The Fed Remains Undeterred by White House Polemics

Comment

As expected, the US Federal Reserve announced its latest decision to raise the target range for the federal funds rate to 2.25–2.50 per cent. The move marked the fourth increase this year. Professor Friedrich Heinemann, head of the “Corporate Taxation and Public Finance” Research Department at the Mannheim Centre for European Economic Research (ZEW), offers his view.

“It is only right that the Fed stays on course to bring monetary policy back to normal while remaining undeterred by White House polemics or weakening economic data. The systematic exit from a crisis-era monetary policy is also reflected in the fact that the Fed is steadily shrinking the assets on its balance sheet, which has already been reduced by eight per cent compared to last year’s level.

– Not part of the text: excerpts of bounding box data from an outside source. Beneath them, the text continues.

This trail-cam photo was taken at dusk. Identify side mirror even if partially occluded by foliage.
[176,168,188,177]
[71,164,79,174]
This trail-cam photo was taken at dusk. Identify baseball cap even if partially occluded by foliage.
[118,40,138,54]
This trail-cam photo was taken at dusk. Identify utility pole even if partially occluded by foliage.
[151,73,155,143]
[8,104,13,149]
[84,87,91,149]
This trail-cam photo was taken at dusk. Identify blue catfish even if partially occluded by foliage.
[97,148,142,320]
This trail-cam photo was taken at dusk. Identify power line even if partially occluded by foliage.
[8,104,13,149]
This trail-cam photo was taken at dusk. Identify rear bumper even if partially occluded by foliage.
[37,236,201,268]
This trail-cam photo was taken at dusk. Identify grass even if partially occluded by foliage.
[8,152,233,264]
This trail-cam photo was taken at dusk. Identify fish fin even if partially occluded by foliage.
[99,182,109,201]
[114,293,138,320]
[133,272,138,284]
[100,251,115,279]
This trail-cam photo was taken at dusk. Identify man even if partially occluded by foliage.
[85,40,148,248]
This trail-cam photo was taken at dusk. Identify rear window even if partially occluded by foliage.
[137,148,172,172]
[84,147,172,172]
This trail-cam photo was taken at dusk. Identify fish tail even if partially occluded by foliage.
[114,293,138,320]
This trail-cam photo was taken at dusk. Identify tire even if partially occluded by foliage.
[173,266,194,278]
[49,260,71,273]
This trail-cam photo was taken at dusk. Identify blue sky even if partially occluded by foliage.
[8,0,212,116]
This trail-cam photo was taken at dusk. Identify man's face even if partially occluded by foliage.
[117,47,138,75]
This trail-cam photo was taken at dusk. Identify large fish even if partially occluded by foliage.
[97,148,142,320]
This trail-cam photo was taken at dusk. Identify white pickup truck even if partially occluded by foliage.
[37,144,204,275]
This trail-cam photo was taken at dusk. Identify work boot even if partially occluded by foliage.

By holding on to their policy, the Fed is making an important contribution to increasing the resilience of the US economy, thus putting it in a better position to weather future crises. In contrast to the European Central Bank, the Fed has regained considerable room to manoeuvre in terms of interest rate policy when facing the next economic downturn. Besides, the gradual wind down of the balance sheet is a signal to Congress that it must not rely on perpetual monetary financing of budget deficits. It would be highly desirable if the ECB sent out similarly clear signals to budgetary policymakers in Europe.”